Background/Aims: Studies have shown that miR-194 functions as a tumour suppressor and is associated with tumour growth and metastasis. This study intends to uncover the mechanism of tumour suppression by miR-194. The expression of miR-194 in osteosarcoma cell lines and tissues were monitored by real-time PCR. Methods: The proliferation ability was examined by MTT assay. Migration and apoptosis of cells were monitored by migration assay and flow cytometry, respectively. The regulation of miR-194 on CDH2 was determined by luciferase assays and western blot assays. Results: The results showed that miR-194 was significantly reduced in osteosarcoma compared with that in normal bone tissue. Overexpression of miR-194 significantly attenuated the proliferation and migration and induced the apoptosis of osteosarcoma cells. Furthermore, we demonstrated that miR-194 has inhibited the malignant behaviour of osteosarcoma by downregulating CDH2 expression. Conclusions: These findings suggested that miR-194 may act as a tumour suppressor in osteosarcoma. miR-194/CDH2 may be a novel therapeutic target in the treatment of osteosarcoma.

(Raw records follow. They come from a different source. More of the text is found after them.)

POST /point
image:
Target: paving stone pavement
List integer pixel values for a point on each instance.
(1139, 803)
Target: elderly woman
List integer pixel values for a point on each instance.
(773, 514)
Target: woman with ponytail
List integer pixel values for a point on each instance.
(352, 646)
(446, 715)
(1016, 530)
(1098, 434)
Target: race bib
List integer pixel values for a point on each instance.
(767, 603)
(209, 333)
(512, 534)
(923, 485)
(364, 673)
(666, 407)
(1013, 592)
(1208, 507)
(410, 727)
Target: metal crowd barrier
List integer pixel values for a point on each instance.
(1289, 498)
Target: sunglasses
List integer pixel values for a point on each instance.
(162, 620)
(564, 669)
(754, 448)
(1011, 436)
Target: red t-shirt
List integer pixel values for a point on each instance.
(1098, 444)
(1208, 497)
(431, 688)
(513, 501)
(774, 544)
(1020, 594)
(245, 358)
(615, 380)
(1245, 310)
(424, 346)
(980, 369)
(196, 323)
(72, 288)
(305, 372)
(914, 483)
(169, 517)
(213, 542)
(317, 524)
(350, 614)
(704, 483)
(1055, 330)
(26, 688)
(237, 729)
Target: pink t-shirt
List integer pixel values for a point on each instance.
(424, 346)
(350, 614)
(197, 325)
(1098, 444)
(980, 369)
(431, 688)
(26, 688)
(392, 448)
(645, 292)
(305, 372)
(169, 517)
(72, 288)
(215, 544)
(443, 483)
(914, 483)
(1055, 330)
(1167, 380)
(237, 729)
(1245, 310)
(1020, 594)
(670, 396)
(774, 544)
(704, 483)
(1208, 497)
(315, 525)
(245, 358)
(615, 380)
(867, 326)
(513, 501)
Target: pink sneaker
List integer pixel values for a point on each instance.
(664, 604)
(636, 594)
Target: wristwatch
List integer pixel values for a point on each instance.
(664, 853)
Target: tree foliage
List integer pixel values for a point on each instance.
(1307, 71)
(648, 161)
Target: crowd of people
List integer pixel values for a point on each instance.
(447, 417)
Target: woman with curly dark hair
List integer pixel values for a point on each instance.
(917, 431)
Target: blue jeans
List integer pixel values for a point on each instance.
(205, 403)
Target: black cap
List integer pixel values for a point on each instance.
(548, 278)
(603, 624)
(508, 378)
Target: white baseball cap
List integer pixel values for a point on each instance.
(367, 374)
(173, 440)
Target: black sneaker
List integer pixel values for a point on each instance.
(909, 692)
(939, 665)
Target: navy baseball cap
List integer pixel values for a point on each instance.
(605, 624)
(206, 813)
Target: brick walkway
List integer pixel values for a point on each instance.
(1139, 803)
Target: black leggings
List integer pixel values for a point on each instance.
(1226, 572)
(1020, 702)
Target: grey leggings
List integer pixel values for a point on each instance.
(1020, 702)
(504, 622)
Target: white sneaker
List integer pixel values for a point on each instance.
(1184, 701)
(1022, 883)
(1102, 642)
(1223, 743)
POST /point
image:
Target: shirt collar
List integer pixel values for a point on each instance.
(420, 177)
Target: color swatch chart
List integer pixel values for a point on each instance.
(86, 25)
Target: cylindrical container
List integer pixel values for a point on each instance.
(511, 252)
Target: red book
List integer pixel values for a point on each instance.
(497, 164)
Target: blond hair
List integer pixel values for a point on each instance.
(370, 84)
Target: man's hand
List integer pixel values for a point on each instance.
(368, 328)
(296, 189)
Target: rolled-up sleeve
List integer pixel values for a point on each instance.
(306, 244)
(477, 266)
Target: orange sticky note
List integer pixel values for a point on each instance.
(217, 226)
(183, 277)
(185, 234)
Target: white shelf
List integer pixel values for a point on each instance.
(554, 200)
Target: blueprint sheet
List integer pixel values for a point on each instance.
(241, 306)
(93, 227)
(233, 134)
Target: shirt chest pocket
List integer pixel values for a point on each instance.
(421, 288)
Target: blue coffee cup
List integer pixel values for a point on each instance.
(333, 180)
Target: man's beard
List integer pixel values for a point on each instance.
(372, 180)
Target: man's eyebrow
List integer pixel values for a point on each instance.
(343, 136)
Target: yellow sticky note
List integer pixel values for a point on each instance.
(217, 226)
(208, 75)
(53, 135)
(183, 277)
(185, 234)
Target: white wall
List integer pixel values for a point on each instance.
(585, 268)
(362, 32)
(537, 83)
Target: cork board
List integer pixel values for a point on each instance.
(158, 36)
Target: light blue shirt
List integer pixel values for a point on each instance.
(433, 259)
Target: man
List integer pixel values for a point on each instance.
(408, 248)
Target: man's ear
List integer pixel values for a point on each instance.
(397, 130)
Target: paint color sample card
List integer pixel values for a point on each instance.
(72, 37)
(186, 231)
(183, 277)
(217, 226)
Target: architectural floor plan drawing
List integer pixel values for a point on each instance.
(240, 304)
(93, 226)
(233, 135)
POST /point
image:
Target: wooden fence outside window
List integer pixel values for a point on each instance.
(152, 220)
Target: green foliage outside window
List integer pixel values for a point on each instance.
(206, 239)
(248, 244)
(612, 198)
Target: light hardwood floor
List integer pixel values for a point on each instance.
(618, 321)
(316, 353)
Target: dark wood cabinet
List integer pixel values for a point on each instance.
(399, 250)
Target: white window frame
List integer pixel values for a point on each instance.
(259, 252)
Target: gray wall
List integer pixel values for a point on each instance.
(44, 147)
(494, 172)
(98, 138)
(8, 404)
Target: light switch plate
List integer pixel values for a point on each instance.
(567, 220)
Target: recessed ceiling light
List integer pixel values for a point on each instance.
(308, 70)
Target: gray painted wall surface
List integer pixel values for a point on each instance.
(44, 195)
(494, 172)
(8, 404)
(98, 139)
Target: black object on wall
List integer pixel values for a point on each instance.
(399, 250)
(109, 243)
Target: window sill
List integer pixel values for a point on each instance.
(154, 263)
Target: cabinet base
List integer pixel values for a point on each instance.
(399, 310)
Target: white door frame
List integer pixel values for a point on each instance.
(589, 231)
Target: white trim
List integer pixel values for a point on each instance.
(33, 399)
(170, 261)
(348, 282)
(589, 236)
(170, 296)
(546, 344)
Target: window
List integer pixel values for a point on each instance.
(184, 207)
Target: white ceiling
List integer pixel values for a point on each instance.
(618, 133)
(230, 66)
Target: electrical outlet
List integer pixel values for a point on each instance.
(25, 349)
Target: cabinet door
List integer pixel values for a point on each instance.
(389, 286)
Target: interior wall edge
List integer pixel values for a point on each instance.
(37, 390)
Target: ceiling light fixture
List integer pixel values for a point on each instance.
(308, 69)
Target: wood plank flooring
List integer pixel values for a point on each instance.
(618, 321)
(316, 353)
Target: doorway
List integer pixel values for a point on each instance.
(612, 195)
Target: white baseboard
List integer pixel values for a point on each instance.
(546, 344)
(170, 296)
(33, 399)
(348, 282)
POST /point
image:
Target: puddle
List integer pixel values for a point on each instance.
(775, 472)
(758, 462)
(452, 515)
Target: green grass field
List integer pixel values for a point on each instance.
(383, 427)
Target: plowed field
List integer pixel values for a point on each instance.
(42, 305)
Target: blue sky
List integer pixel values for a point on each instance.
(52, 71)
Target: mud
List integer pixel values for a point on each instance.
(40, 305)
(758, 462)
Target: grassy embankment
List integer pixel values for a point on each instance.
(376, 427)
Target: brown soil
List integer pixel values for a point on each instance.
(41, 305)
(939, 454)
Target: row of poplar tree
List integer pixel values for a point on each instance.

© 2018 The Author(s). Published by S. Karger AG, Basel

Introduction

Osteosarcoma is the most common malignant bone tumour, accounting for 17% of primary bone tumours and 42% of primary malignant bone tumours. It is characterized by high incidence in adolescence, early lung targeted metastasis and poor prognosis. The most effective regimens currently include neoadjuvant and adjuvant chemotherapy coupled with local control that usually consists of limb-sparing surgery [1]. With the development of therapeutic methods, the survival rate of patients suffering from osteosarcoma has improved. However, the cure rate is still very poor due to pulmonary metastases [2]. Thus, a fundamental quest in the mechanism of osteosarcoma development and metastasis is imperative. Looking for novel molecular markers in osteosarcoma for early diagnosis, prognostic evaluation and bio-therapeutics may have a significant effect in improving the current situation of diagnosis and treatment.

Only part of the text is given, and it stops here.